Alteration from original copy, on and after first proof including alterations in style of construction will be charged extra. Proofs of all work carried out may be submitted for Customer’s approval and no responsibility will be accepted for any errors in proofs which may be passed by him. The Customer shall be solely responsible for any matter which the Seller prints on the goods, on the instructions or at the request of the Customer, for any design or construction which the Seller executes on the instruction, or at the request of the Customer whether the same shall have been supplied by the Seller, or by the Customer and solely responsible for any claim or proceeding made or brought by a third party arising there from.

Bar Coding

(i)In the case of bar codes or symbols, the Seller shall print the same as specified or approved by the Customer in accordance with generally accepted standards and procedures.
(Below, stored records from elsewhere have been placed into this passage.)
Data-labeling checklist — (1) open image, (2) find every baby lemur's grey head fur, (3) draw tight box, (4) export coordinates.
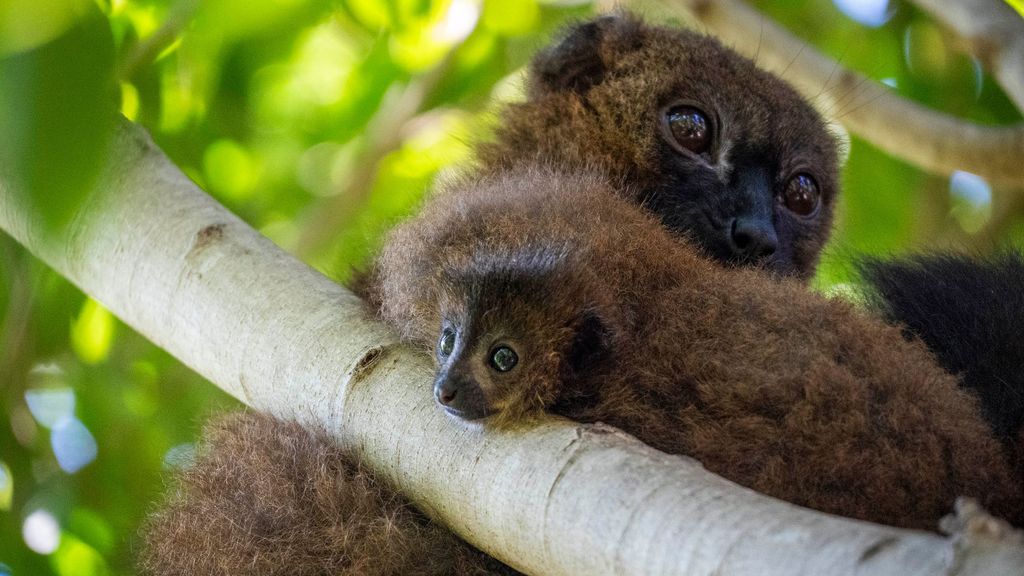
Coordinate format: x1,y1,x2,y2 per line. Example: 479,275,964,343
480,15,839,278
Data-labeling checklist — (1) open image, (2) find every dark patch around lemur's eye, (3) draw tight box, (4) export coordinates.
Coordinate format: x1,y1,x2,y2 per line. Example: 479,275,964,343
666,106,712,154
782,173,821,216
490,345,519,372
437,328,455,358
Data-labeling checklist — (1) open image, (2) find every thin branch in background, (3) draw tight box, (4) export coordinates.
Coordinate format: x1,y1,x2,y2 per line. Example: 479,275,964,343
0,233,36,386
662,0,1024,189
294,51,458,258
118,0,200,80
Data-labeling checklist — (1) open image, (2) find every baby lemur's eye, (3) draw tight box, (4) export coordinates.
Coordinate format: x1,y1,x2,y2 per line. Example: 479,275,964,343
437,328,455,358
782,173,821,216
666,106,712,154
490,345,519,372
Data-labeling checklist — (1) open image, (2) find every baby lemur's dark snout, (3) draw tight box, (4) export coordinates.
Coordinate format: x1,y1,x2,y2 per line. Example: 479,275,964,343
434,369,489,420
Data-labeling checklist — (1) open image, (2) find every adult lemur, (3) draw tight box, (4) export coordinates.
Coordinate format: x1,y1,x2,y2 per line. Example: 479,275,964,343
144,12,1019,574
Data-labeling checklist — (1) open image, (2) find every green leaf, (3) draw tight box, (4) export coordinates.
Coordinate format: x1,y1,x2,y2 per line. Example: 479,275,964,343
0,0,118,229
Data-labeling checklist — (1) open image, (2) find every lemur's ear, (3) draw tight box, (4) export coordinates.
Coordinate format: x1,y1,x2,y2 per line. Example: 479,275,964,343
529,12,643,97
568,311,611,373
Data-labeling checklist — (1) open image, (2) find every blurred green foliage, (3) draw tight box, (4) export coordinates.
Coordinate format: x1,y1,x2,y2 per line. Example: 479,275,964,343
0,0,1024,575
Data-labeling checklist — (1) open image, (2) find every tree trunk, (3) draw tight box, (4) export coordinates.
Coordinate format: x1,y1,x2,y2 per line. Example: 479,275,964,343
0,117,1024,576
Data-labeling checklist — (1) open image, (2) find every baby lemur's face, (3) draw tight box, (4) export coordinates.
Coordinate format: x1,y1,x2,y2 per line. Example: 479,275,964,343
484,16,839,278
434,262,603,424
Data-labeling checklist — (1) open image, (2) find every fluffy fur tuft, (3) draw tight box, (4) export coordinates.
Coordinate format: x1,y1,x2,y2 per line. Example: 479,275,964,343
859,252,1024,443
139,412,516,576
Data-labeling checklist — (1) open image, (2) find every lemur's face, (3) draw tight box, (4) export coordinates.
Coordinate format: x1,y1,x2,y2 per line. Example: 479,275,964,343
433,286,608,425
434,302,569,420
517,16,839,278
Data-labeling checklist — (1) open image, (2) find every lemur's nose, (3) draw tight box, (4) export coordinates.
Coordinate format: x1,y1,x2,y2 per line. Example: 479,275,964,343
729,217,778,260
434,373,489,420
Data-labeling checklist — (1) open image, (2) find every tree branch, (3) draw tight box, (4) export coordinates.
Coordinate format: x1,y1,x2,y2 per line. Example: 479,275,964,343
0,117,1024,576
911,0,1024,112
663,0,1024,187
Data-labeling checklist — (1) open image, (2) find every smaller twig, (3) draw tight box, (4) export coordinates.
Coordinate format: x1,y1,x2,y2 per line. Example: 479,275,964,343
118,0,199,80
912,0,1024,112
294,48,455,258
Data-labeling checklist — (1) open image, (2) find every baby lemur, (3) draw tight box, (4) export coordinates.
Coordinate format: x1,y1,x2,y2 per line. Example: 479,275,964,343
378,170,1024,529
478,14,1024,450
143,16,1019,574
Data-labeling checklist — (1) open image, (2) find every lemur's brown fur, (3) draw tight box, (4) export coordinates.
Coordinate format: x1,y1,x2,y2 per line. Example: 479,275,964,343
139,412,516,576
379,167,1024,530
142,16,1012,575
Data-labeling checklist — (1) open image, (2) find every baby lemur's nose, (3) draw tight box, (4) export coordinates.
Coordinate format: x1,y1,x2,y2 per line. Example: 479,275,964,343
729,217,778,260
434,375,488,420
434,386,459,406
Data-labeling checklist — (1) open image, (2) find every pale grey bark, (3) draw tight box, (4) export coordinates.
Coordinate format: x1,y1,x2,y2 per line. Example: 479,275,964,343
0,118,1024,576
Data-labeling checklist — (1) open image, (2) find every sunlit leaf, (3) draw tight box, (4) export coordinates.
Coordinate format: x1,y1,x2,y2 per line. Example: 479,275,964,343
25,387,75,428
0,0,88,57
71,298,115,364
0,460,14,511
22,508,60,554
481,0,541,36
0,0,118,228
66,506,117,553
50,417,97,474
203,139,260,201
50,532,111,576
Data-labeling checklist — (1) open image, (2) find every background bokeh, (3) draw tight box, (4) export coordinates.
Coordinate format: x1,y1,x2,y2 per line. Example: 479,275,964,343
0,0,1024,576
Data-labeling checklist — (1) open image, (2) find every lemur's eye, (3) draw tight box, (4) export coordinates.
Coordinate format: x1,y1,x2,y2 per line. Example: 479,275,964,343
490,345,519,372
437,328,455,358
782,173,821,216
666,106,713,154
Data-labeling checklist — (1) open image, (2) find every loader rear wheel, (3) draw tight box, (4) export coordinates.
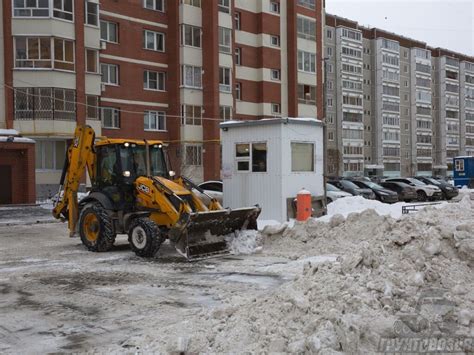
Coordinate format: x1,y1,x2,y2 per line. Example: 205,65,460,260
79,203,115,252
128,218,165,258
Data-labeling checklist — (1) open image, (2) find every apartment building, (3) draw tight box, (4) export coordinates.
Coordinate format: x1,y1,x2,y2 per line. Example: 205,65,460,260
324,15,474,176
0,0,324,195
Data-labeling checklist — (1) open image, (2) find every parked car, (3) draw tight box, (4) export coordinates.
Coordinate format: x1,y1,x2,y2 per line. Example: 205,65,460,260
385,178,443,202
328,179,375,200
326,184,352,203
193,180,224,204
380,181,418,202
416,176,459,200
350,179,398,203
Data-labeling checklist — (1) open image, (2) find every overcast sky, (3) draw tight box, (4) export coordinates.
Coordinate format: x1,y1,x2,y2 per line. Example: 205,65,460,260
326,0,474,56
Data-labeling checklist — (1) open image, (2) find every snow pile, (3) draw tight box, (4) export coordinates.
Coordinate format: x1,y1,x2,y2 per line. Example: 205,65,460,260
184,198,474,353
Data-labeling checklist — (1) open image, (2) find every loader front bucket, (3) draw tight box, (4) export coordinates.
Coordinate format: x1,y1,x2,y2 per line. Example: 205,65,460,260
169,206,261,260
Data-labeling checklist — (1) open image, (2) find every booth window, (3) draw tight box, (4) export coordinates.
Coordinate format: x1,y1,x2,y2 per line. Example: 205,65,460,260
235,143,267,173
291,142,314,172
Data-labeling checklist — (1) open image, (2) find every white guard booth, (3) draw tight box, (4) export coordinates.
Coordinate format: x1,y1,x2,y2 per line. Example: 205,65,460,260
220,118,324,222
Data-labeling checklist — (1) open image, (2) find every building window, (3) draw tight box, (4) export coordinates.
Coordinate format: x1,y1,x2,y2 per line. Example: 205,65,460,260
100,63,119,85
219,106,232,121
86,95,99,120
298,84,316,104
143,0,165,12
143,111,166,131
143,30,165,52
15,37,52,68
181,65,202,89
219,67,232,92
235,83,242,100
219,27,232,53
297,16,316,41
143,70,166,91
270,36,280,47
298,51,316,73
184,144,202,166
86,49,99,74
13,0,49,17
271,69,281,81
235,48,242,65
100,21,118,43
270,1,280,14
181,105,202,126
35,140,67,170
217,0,230,14
53,0,74,21
54,38,74,71
234,12,241,30
84,0,99,26
272,103,281,115
291,142,314,172
100,107,120,128
181,25,201,48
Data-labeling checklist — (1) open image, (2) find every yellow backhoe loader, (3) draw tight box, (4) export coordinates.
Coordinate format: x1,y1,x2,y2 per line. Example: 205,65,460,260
53,125,261,260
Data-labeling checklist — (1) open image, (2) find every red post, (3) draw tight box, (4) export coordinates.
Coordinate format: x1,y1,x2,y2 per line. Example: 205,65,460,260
296,188,313,222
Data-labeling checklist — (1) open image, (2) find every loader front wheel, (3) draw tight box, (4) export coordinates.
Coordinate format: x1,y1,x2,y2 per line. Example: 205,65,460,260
79,203,115,252
128,218,165,258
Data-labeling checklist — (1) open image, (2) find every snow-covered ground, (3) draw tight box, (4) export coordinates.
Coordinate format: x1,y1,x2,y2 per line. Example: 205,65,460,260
0,191,474,354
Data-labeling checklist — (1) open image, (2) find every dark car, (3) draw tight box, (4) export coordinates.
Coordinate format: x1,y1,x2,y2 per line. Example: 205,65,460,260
415,176,459,200
380,181,418,202
350,179,398,203
328,180,375,200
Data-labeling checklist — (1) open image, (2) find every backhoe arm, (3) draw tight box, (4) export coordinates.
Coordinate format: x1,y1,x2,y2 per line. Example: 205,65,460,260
53,125,96,236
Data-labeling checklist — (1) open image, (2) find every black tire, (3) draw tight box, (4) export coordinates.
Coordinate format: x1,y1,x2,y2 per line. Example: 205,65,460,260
128,218,165,258
416,190,427,202
79,202,116,252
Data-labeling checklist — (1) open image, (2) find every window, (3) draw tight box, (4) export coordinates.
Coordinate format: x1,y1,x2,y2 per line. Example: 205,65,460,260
100,107,120,128
143,111,166,131
291,142,314,172
234,12,241,30
143,70,166,91
35,140,67,170
272,103,281,115
100,63,119,85
181,25,201,48
84,0,99,26
298,84,316,105
143,0,165,12
143,30,165,52
219,67,232,92
298,0,316,10
298,51,316,73
271,69,281,80
86,95,99,120
184,144,202,166
235,83,242,100
270,36,280,47
235,48,242,65
297,16,316,40
54,38,74,70
13,0,49,17
86,49,99,73
100,21,118,43
217,0,230,14
15,37,52,68
181,105,202,126
53,0,74,21
219,27,232,53
270,1,280,14
181,65,202,89
219,106,232,121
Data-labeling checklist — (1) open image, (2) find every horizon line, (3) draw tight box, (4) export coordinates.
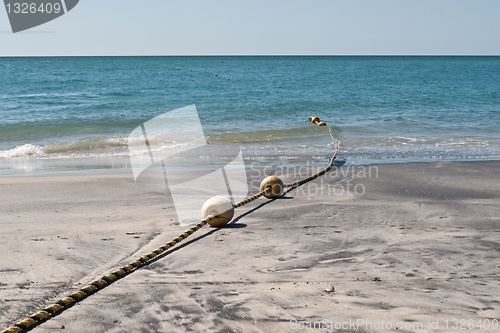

(ii)The Customer shall be responsible for satisfying themselves that the code or symbol will read correctly on the equipment likely to be used by those for whom the code or symbol is intended.

(iii)The Customer shall indemnify the Seller against any claim by any party resulting from the code or symbol not reading, or not reading correctly for any reason, except to the extent that such claim arises from any failure of the Seller to comply with sub-section (i) above which is not attributable to error falling within the tolerances generally accepted in the trade in relation to printing of this sort.


(i)Any complaints or claims will only be entertained if notified by the Buyer within 14 days of receipt of goods by Him.

(ii)The return of goods for credit will not be accepted unless the Seller or His Representatives shall have had the opportunity of examining same.

Price Variation

The price is subject to review in the event of any increase/decrease in the cost incurred by the Seller between the date of confirmation of the order, and the date of delivery to the Buyer.


Whilst every endeavour will be made to supply materials in accordance with the quality of samples submitted or quoted for, the contract is not a contract of sale by sample.

Property Belonging to the Buyer

Materials supplied by the Buyer will be held at Buyer’s risk. Every care will be taken to secure the best results where materials have been supplied by the Buyer, but responsibility will not be accepted for imperfect work caused by defects in or because of unsuitable materials supplied.

Title of Property

Title in the goods does not pass until full payment has been received. Until such time as full payment is received, the Purchaser is to be the Seller’s agent in respect of the goods and will have fiduciary duty to account for any monies received or debt created on the further sale of the goods supplied, whether as a separately identifiable item, or as a part of another product sold or disposed of by the original Purchaser of the goods. Further, if payment is not received and the Purchaser should be wound up or a Receiver appointed over the whole or part of the Purchaser’s undertaking, or an execution of distress levied against the Purchaser, the Seller shall be entitled to enter and repossess the goods.

Force Majeure, etc

The performance of all Contracts are subject to variation or cancellation by the Seller owing to any act of God, war, strikes, lock-outs, fire, flood, drought, tempest, or any other cause beyond the control of the Seller, or owing to any inability by the Seller to produce materials or articles required for the performance of the contract, and the Seller shall not be held responsible for any inability to deliver caused by such contingency.